Palisades Gold Radio: The Fed has Permanently Distorted the World (w/ Dr. Nomi Prins)


Palisades Gold Radio
Sep 30, 2022

Tom welcomes economist and author Dr. Nomi Prins to the show.

Nomi explains how central banks are adversely affecting everyone on the planet. The Fed is the mothership in this global policy structure. Tensions are building between the United States and China, particularly around monetary policy. Since the financial crisis of 2008 the Fed has blown out their balance sheets with monetary easing. China had a similar policy, but they channeled that monetary energy into building up the country. As a result, they had significant growth, while in the United States the economy staggered.

She explains how financial markets have become permanently distorted due to a move away from real economics. When there is a crisis, we will once again double the size of the balance sheet to resolve the problem. This has become a permanent policy because there is no going back. The Fed admits that it would take at least five years to begin to lower their balance sheet. Money remains easily obtainable to the financial system, but it doesn’t provide true follow through to the real economy.

She notes that central banks exercise a huge amount of control and power over the economic system. Jerome Powell can move markets, and amounts to a remarkable amount of power.

Emerging markets and other central banks end up forced to follow the policies of the Federal Reserve. The majority of them follow closely on the actions of the Fed. The stronger the U.S. dollar, the harder it is on other fiat currencies. Central banks do collude to achieve specific goals, and they are rarely transparent about it.

At a fundamental level, the system is too complex to go back, and the result is an economic system that is becoming increasingly volatile. The economy really hasn’t grown for the last decade. We would have had a series of major corrections if it wasn’t for the continuous intervention.
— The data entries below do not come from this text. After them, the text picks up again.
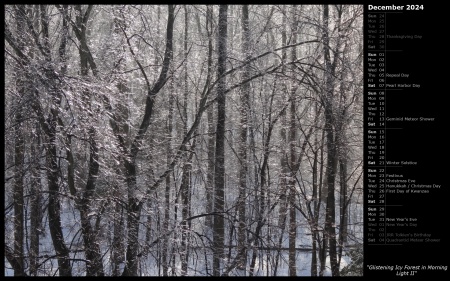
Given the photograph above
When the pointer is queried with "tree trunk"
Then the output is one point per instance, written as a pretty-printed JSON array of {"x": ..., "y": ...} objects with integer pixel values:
[
  {"x": 244, "y": 110},
  {"x": 211, "y": 131},
  {"x": 330, "y": 220},
  {"x": 19, "y": 147},
  {"x": 219, "y": 178},
  {"x": 134, "y": 204}
]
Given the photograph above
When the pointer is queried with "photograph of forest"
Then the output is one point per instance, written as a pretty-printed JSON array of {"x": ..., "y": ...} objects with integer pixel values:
[{"x": 183, "y": 140}]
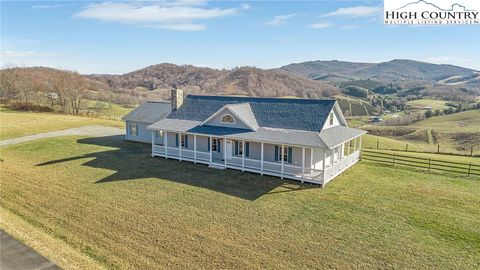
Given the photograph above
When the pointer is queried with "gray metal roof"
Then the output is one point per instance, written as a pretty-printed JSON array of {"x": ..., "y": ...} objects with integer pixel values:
[
  {"x": 272, "y": 135},
  {"x": 149, "y": 112},
  {"x": 280, "y": 121},
  {"x": 281, "y": 113},
  {"x": 244, "y": 112},
  {"x": 334, "y": 136}
]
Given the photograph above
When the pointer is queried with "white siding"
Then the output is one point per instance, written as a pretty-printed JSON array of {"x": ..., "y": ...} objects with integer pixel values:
[
  {"x": 217, "y": 120},
  {"x": 336, "y": 120},
  {"x": 144, "y": 135}
]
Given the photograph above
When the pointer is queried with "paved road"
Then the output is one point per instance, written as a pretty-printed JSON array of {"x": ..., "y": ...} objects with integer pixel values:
[
  {"x": 16, "y": 255},
  {"x": 81, "y": 131}
]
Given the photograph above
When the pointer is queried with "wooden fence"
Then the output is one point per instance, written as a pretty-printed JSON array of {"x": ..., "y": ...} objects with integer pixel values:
[
  {"x": 431, "y": 149},
  {"x": 429, "y": 164}
]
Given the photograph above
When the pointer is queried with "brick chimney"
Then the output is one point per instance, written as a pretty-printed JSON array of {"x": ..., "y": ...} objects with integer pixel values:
[{"x": 176, "y": 99}]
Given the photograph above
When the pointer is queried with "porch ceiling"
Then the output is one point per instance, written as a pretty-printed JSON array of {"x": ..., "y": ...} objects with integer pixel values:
[
  {"x": 270, "y": 135},
  {"x": 337, "y": 135}
]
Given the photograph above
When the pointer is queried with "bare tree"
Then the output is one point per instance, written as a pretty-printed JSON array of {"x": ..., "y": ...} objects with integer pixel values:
[
  {"x": 24, "y": 87},
  {"x": 7, "y": 84},
  {"x": 75, "y": 90}
]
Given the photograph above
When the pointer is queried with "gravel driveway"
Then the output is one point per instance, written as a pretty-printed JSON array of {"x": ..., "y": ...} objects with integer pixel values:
[{"x": 94, "y": 131}]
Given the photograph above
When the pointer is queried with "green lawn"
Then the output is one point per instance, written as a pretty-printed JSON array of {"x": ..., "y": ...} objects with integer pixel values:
[
  {"x": 466, "y": 121},
  {"x": 17, "y": 123},
  {"x": 455, "y": 133},
  {"x": 420, "y": 104},
  {"x": 104, "y": 109},
  {"x": 117, "y": 206}
]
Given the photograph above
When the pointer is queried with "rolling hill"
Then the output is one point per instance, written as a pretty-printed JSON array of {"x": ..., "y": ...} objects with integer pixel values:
[
  {"x": 395, "y": 71},
  {"x": 238, "y": 81}
]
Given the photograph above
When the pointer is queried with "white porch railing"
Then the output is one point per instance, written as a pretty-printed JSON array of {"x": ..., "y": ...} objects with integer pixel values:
[
  {"x": 269, "y": 168},
  {"x": 333, "y": 170}
]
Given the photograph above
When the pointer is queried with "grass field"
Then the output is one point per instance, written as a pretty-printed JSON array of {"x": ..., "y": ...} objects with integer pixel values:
[
  {"x": 17, "y": 123},
  {"x": 355, "y": 106},
  {"x": 104, "y": 109},
  {"x": 455, "y": 133},
  {"x": 117, "y": 207},
  {"x": 420, "y": 104}
]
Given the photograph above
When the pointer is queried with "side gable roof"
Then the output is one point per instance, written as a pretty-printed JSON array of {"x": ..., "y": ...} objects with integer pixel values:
[
  {"x": 149, "y": 112},
  {"x": 242, "y": 111},
  {"x": 282, "y": 113}
]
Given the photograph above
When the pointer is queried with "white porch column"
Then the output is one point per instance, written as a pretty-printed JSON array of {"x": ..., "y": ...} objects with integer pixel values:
[
  {"x": 311, "y": 160},
  {"x": 323, "y": 163},
  {"x": 341, "y": 155},
  {"x": 281, "y": 158},
  {"x": 303, "y": 163},
  {"x": 180, "y": 146},
  {"x": 348, "y": 148},
  {"x": 210, "y": 143},
  {"x": 194, "y": 148},
  {"x": 243, "y": 155},
  {"x": 225, "y": 151},
  {"x": 153, "y": 142},
  {"x": 360, "y": 147},
  {"x": 261, "y": 158},
  {"x": 166, "y": 144}
]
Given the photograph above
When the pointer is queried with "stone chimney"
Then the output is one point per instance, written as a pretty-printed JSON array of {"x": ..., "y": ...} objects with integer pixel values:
[{"x": 177, "y": 99}]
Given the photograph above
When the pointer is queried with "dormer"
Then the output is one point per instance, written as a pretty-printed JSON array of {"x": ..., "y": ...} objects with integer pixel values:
[
  {"x": 233, "y": 116},
  {"x": 334, "y": 118}
]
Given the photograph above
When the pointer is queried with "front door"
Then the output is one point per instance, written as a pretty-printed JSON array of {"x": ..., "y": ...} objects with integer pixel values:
[{"x": 229, "y": 149}]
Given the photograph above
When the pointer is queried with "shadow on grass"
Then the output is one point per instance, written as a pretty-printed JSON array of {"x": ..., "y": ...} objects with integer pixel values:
[{"x": 132, "y": 161}]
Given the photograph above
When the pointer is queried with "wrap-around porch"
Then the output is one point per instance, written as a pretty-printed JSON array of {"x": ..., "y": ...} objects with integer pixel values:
[{"x": 302, "y": 163}]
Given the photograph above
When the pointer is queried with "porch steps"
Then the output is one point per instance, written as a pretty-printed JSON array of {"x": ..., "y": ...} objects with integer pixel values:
[{"x": 217, "y": 166}]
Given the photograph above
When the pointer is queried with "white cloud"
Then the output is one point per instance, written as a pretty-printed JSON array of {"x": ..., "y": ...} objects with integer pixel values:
[
  {"x": 179, "y": 15},
  {"x": 46, "y": 6},
  {"x": 24, "y": 54},
  {"x": 321, "y": 25},
  {"x": 180, "y": 26},
  {"x": 349, "y": 26},
  {"x": 358, "y": 11},
  {"x": 280, "y": 19}
]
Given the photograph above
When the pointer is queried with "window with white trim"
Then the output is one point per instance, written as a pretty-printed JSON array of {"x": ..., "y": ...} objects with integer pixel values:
[
  {"x": 285, "y": 154},
  {"x": 133, "y": 129},
  {"x": 227, "y": 118},
  {"x": 159, "y": 134},
  {"x": 214, "y": 144},
  {"x": 183, "y": 141}
]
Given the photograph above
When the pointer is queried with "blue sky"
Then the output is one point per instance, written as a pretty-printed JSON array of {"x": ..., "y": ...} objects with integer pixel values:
[{"x": 119, "y": 37}]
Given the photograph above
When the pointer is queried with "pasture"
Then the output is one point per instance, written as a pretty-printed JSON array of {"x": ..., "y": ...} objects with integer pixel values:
[
  {"x": 108, "y": 204},
  {"x": 455, "y": 133}
]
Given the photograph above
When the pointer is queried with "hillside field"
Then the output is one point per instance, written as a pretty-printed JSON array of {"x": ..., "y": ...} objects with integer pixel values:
[
  {"x": 421, "y": 104},
  {"x": 455, "y": 133},
  {"x": 108, "y": 204},
  {"x": 18, "y": 123}
]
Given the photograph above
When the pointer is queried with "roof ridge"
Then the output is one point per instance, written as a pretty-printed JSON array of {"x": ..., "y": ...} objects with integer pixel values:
[{"x": 264, "y": 98}]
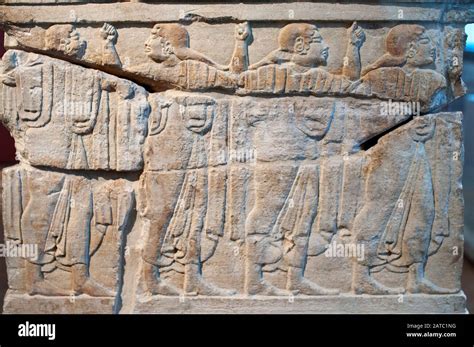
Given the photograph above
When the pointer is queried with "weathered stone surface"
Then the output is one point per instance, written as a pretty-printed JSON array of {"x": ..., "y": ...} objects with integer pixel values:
[{"x": 231, "y": 159}]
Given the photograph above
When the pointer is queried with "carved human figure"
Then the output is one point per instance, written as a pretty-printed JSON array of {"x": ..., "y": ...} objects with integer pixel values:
[
  {"x": 67, "y": 219},
  {"x": 403, "y": 72},
  {"x": 65, "y": 38},
  {"x": 89, "y": 114},
  {"x": 109, "y": 55},
  {"x": 296, "y": 65},
  {"x": 240, "y": 57},
  {"x": 454, "y": 47},
  {"x": 98, "y": 117},
  {"x": 403, "y": 222},
  {"x": 182, "y": 169},
  {"x": 286, "y": 180},
  {"x": 178, "y": 64}
]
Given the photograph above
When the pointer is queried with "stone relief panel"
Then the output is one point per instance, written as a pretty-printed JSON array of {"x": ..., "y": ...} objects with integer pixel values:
[
  {"x": 75, "y": 228},
  {"x": 89, "y": 114},
  {"x": 233, "y": 165}
]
Powell doesn’t talk much about what is occurring outside the United States. Major countries like Japan and the U.K. are having to intervene to support their currencies. The Fed seems to more concerned about what the markets think than the problems of other countries.


Europe is already having an economic crisis impacting both industry and citizens alike due to costs of energy. We’re already seeing companies close or reduce hours, and there is no reason to believe that will change anytime soon. The conversation about energy and fuel prices is occurring everywhere in Europe.